The Rose of Sharon was one of the most popular applique patterns during the nineteenth-century. Its name is believed to derive from the old Testament "Song of Songs" or "Song of Solomon," which is sometimes interpreted as a celebration of wedded love. Because of this association the Rose of Sharon is a common bridal motif on quilts and linen. Variations of the design include the Whig Rose, Kentucky Rose, Tea Rose, and Mexican Rose. The general design, however, includes red or pink flowers, sometimes both, attached to green stems with vines arranged in squares, crisscrosses, or as in this case, circular wreaths.
This particular quilt dates to the late nineteenth-century. The date is determined by a number of factors, key among them being the fabric. Block applique quilts of red and green fabric were quite popular in the middle of the nineteenth-century, and were almost always made as "best" quilts. They represented the maker's most skillful work and were reserved for use only on very special occasions. Additional consideration in the dating of this piece is its design. In the early nineteenth-century, large central medallion compositions were in vogue for appliqued quilts. As the decades passed, these quilt designs were broken down into smaller blocks, first four, then increasingly smaller and more numerous blocks, culmination in album-style quilts in mid-century.

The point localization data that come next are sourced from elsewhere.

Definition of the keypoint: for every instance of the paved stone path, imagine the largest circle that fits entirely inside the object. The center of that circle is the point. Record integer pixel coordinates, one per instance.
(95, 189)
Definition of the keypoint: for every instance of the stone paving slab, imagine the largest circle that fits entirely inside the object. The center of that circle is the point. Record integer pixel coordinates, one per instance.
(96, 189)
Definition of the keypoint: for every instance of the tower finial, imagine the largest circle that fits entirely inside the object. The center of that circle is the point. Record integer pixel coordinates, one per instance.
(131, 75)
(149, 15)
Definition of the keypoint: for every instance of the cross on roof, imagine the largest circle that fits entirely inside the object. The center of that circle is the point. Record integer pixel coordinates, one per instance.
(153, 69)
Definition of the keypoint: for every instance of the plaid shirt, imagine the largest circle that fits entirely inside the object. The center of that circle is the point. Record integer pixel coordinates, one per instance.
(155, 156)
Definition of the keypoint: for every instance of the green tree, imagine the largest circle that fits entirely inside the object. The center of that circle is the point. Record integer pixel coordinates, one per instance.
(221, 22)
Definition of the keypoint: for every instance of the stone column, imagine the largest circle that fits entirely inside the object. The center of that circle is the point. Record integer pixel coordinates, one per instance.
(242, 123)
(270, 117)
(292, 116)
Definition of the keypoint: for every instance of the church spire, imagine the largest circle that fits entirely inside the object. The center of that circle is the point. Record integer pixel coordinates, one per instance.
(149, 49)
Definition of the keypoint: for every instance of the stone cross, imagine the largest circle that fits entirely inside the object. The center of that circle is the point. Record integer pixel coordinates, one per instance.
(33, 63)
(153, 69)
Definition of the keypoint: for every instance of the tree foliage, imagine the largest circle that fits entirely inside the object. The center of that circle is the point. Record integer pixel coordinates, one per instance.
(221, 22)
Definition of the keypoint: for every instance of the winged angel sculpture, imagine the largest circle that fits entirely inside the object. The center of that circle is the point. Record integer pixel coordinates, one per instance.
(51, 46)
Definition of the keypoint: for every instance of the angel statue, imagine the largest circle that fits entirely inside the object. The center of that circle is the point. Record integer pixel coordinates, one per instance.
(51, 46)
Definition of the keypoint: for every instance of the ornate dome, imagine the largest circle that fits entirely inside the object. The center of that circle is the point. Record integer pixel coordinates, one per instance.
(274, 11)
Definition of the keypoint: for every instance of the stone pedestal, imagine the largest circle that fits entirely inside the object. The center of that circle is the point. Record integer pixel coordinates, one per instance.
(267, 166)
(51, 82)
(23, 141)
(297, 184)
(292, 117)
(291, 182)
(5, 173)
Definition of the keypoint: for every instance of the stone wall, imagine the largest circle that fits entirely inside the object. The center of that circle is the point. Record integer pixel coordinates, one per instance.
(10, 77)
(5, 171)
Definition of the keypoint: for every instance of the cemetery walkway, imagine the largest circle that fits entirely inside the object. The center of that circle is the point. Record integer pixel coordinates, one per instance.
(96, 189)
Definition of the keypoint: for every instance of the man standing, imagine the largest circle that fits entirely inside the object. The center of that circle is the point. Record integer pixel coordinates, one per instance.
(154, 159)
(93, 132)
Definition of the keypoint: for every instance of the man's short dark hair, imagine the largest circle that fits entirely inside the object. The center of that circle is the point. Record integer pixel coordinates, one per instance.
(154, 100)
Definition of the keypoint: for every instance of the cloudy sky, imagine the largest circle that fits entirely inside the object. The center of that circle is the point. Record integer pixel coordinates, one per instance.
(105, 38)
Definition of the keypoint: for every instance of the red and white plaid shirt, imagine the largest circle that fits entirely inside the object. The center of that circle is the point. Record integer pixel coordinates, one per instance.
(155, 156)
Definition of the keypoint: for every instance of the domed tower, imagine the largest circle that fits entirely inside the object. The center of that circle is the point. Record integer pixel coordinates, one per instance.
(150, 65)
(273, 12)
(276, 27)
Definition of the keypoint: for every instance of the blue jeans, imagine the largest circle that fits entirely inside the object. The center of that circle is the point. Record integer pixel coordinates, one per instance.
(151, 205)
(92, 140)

The green that is used in this quilt was achieved by a two-step chemical over-dying process, applying either blue dye over yellow or yellow dye over blue. These over-dyed greens were nearly always unstable and quickly changed in color. They were, however, favored with quilt makers for the interesting shades they took on with age.
Techniques: Hand appliqued, hand quilted
Geographic Location: North and Central America, United States.